Growing up BeautifilChapter 3


The screen door of a modest Canoga Park home creaked open.
         “You’re late.”
         Casey Townsend navigated her way around worn pieces of furniture to follow the aroma of seasoned hamburger that led into the kitchen. “You said I had to be back by five-thirty.”
         “It’s quarter to six.” Her mother turned off the gas burner under the frying pan. “I was getting worried about you.”
         “Why do you have to make such a big deal out of everything?”
         “A lot can happen in fifteen minutes. I saw a girl who looked like you on one of those missing person flyers I get in the mail.”
         “If I ever disappear, promise me you’ll use the headshot on my modeling composite for the handout. I love that photo.”
         “I’m serious, young lady.”
         “So am I, mom. I’m almost eighteen. I can take care of myself.”         
         Her mother walked over to the sink and thrust her hands into sudsy water. “Then why did I have to yell at you every night to do homework? Do you honestly think you would have graduated from high school if I hadn’t done that? And don’t get me started on your room. There are at least five lost house keys in there, a week’s worth of dirty dishes, and a carpet I can’t vacuum because it’s buried under a pile of clothes.”
         “Why are you freaking out on me like this? I’m home now.” Casey got up and searched the pantry shelves until she found a box of chocolate-chip cookies. “
         “Your ticket to Milan arrived today. I put it on top of your dresser.”        
         “Cool. I can’t wait.” The idea of getting on a plane in the morning and flying to a foreign country caused her stomach to cramp into a tight knot.
         “It’s not cool. You’re too young to be running around Italy on your own. You don’t know anything about checkbooks, or paying rent, or buying groceries.” Her mother dried her hands on a dishcloth and turned to lean against the counter. ”And now you’re eating again. Great. Who’s going to remind you about your weight over there? Who’s going to care if you balloon up like your Aunt Colleen? Nobody. That’s who. They’ll send you home wearing sweatpants and I’ll be stuck getting you back in shape.”
         Casey opened the cellophane wrapper and pulled out a cookie. “If my jeans get snug, I’ll start jogging or something.”

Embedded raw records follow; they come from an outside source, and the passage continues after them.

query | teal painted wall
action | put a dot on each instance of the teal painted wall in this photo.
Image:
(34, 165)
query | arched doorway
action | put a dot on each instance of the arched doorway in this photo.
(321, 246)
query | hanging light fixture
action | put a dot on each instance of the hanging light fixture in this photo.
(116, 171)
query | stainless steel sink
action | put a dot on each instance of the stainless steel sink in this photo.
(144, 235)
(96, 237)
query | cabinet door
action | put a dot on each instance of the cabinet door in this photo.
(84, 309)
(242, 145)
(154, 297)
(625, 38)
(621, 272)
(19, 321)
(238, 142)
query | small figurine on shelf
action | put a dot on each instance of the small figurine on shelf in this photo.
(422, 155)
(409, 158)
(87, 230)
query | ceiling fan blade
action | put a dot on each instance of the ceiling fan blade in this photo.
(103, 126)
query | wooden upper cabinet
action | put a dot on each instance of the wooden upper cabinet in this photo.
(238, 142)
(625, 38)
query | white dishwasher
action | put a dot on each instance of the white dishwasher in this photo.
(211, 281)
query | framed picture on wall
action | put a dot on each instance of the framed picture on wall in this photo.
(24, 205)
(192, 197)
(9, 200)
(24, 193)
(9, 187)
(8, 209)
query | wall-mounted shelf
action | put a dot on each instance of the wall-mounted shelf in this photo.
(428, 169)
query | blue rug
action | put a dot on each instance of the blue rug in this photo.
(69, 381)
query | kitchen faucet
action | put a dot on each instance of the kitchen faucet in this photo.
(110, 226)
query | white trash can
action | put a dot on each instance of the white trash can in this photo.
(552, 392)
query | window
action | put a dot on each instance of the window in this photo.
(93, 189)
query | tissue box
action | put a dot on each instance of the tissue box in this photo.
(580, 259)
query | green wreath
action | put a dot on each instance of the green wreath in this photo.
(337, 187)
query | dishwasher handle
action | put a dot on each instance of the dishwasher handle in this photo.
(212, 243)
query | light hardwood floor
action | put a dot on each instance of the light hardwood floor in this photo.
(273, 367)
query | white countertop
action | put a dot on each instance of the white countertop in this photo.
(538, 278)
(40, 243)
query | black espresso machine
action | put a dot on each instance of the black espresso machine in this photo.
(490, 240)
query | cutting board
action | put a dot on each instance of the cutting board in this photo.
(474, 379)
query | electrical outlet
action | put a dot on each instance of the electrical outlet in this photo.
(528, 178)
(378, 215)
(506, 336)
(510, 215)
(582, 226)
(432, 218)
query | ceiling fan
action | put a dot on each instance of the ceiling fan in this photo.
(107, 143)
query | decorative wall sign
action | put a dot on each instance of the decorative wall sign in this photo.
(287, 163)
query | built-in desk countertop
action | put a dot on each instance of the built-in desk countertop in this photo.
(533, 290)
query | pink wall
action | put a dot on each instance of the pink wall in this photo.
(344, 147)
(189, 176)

         “I think you should stay here where I can keep an eye on you.”
         “I have to go. There’s too much competition in L.A. for modeling jobs. My agent told me she'd drop me if I didn’t get some really great tear sheets to show clients, and the only way to get them fast is to fly to Italy.”

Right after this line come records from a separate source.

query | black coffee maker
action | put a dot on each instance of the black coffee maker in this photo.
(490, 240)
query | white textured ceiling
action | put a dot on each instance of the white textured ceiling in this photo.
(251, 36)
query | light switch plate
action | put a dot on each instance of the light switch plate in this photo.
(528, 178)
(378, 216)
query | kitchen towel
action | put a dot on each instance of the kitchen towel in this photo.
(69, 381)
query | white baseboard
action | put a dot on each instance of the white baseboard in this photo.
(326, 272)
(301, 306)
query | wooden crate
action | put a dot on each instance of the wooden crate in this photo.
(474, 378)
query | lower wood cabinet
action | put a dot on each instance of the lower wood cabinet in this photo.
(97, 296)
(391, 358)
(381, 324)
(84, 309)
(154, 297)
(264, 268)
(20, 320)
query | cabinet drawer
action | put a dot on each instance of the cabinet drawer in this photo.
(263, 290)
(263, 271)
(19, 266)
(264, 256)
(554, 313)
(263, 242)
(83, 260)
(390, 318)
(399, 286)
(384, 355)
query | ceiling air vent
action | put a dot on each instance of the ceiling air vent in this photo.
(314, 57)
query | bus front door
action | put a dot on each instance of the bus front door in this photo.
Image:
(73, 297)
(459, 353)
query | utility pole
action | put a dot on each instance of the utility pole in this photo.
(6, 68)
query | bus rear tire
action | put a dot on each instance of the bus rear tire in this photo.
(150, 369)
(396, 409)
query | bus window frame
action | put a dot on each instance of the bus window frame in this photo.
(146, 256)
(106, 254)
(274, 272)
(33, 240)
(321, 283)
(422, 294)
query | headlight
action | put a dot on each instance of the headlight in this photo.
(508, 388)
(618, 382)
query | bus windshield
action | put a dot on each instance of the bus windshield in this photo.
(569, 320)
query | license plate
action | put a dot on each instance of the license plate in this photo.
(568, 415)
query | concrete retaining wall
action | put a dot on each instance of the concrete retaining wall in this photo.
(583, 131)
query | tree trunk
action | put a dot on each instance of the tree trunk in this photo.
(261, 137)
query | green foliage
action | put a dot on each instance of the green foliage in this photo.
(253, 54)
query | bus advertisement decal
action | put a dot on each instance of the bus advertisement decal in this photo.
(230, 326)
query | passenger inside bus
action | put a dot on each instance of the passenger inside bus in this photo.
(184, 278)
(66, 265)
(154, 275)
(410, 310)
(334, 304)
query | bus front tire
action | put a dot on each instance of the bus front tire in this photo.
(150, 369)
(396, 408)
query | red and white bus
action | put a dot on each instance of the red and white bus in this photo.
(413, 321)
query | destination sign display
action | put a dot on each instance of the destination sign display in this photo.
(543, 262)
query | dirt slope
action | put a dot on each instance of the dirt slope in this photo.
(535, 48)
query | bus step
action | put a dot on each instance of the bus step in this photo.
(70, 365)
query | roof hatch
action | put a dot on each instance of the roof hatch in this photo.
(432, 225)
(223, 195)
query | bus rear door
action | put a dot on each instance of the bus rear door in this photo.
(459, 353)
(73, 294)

         “Does your agent send all her models six thousand miles away to get photographs?”
         “I don’t know. I didn’t ask.”
         “Does she know you still live at home?”
         She shrugged.
         “Damn it. I don’t feel good about this.” Her mother turned back to the sink and washed a fistful of forks. “I wish your dad hadn’t encouraged you to go. He’s never been one to think things through. He’s always left that up to me.”
         Casey retrieved another cookie and popped it into her mouth. She thought about the last conversation with her dad. “He said he went to Europe right after high school and had a great time.”
         “Your father was lucky he didn’t get mugged or attacked.”
         “He told me he met lots of interesting people.”
         “He’s never been a good judge of character.”
         “He thinks I can do this.”
         Her mother shook her head before reaching into the water to scrub an aluminum saucepan with harsh, frantic jabs. “I don’t understand why you can’t get a normal job.”
         “Normal jobs aren’t fun.”
         “They’re not supposed to be fun. They’re supposed to pay bills.”
         “Models make a heck of a lot more money than cashiers or secretaries.”
         The scrubbing stopped. “If something happens to you, or you get yourself into trouble over there, I’ll be too far away to help you.”
         "Don't worry." Casey walked across the linoleum floor and paused in the doorway. “It’s only for two months." Her light green eyes narrowed in determination. "I’ll be fine. You’ll see.”